Easton v. Salisbury - 62 U.S. 426 (1858)
U.S. Supreme Court
Easton v. Salisbury, 62 U.S. 21 How. 426 426 (1858)
Easton v. Salisbury
62 U.S. (21 How.) 426
Between May, 1829, and July, 1832, there was an interval in the acts of Congress reserving lands from sale which were claimed under Spanish concessions in Louisiana, and during this interval an entry or patent for any of these lands would have been valid.
But a patent issued in 1827, whilst the reservation was in force, was void, and the patent did not become operative proprio vigore during the interval between 1829 and 1832.
The confirmation of the concession in 1836 therefore gave a good title to the claimant under the concession.
Moreover, the New Madrid warrant, not being located within one year from the 26th of April, 1822, was void.
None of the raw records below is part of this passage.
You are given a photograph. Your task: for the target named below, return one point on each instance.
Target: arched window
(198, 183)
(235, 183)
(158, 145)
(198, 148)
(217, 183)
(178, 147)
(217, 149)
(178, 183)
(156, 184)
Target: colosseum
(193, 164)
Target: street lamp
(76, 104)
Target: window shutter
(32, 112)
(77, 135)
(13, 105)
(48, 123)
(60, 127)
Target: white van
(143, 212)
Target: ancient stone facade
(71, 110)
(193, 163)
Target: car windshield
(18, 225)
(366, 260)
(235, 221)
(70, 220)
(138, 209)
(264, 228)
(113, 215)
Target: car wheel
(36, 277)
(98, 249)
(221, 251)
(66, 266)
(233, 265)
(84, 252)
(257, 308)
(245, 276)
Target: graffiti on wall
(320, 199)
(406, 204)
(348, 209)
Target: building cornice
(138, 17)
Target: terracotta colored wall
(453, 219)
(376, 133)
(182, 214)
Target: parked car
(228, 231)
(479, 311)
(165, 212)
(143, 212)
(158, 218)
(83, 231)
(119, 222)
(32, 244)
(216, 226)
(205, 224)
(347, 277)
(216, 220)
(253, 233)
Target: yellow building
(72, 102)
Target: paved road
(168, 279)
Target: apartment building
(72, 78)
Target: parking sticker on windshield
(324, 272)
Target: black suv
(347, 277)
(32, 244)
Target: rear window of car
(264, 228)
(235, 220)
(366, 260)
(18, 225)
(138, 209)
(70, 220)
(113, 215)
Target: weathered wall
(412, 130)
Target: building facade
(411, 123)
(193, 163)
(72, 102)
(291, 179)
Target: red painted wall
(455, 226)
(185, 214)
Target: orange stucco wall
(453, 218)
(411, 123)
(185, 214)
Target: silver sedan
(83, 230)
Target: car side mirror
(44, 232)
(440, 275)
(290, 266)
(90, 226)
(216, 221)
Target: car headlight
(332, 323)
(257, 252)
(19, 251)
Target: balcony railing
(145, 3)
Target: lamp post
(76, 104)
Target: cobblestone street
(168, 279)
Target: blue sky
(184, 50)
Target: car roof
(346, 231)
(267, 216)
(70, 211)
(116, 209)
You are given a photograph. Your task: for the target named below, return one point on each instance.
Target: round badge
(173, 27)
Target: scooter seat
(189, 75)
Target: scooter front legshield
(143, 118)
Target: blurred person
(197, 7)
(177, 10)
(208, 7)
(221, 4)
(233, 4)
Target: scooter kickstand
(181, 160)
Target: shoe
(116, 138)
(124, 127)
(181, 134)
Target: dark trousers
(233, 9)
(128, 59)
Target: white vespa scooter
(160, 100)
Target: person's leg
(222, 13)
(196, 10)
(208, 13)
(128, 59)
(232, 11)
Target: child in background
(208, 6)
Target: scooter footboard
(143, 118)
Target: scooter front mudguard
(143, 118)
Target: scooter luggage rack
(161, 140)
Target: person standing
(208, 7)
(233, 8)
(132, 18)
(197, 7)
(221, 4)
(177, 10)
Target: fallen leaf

This was a petition in the nature of an ejectment brought by Easton against Salisbury in the St. Louis Court of Common Pleas to recover the lots described in the opinion of the court. The court of common pleas gave judgment for the defendant, and this judgment was affirmed by the supreme court.
The plaintiff claimed under a New Madrid patent issued in 1827, and the defendant under a Spanish concession which was confirmed in 1836. The Supreme Court of Missouri
was of opinion that the New Madrid patent was absolutely void when issued and that it did not become operative in the interval between May, 1829, and July, 1832.